Prediction of the tertiary structure of a caspase‐9/inhibitor complex

Abstract

Apoptosis, or programmed cell death, plays a central role in the development and homeostasis of an organism. The breakdown of cellular proteins in apoptosis is mediated by caspases, which comprise a highly conserved family of cysteine proteases with specificity for aspartic acid residues at the P1 positions of their substrates. Multiple lines of evidence show that caspase‐9 is critical for an apoptosis pathway mediated via the mitochondria. In this study, the three‐dimensional structure of the catalytic domain of caspase‐9 and its interaction with the inhibitor acetyl‐Asp‐Val‐Ala‐Asp fluoromethyl ketone (Ac‐DVAD‐fmk) have been predicted by a segment matching modeling procedure.
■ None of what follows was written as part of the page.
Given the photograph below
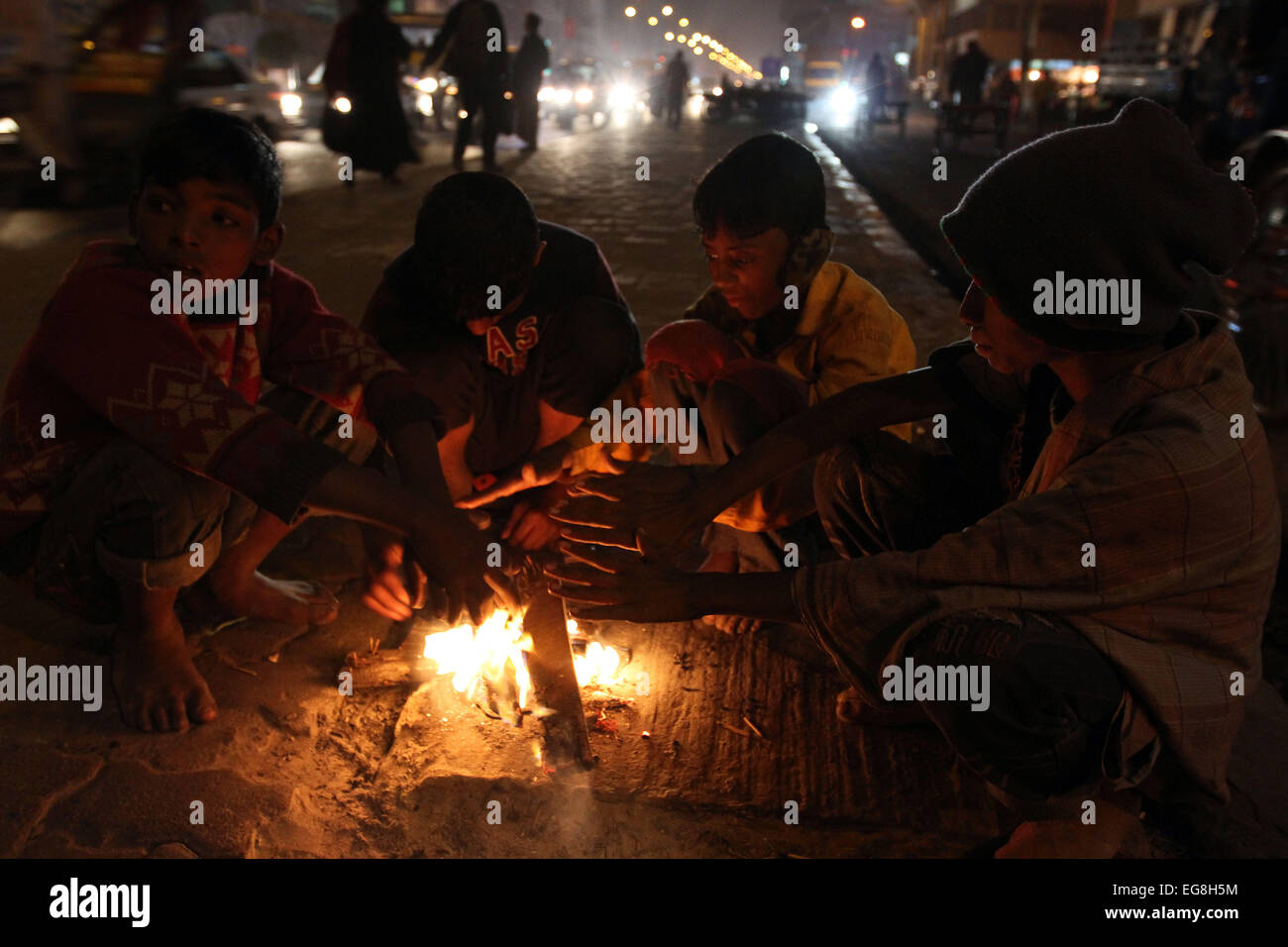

As expected, the predicted caspase‐9 structure shows both a high similarity in the overall folding topology and remarkable differences in the surface loop regions as compared to other caspase family members such as caspase‐1, ‐3 and ‐8, for which crystal structures have been determined. This kind of comparative analysis reflects the convergence–divergence duality among the caspases. Moreover, some subtle differences have been observed between caspase‐9 and caspase‐3 in the subsite contacts with the covalently linked inhibitor Ac‐DVAD‐fmk. Based on the X‐ray structural analysis of caspase‐8, a main chain carbonyl oxygen appears to be involved in a catalytic triad with the active site Cys and His residues. The corresponding carbonyl oxygen in caspase‐9, together with other expected features of the catalytic apparatus, appears in our model. The predicted structure of caspase‐9 can serve as a reference for subsite analysis relative to rational design of highly selective caspase inhibitors for therapeutic application.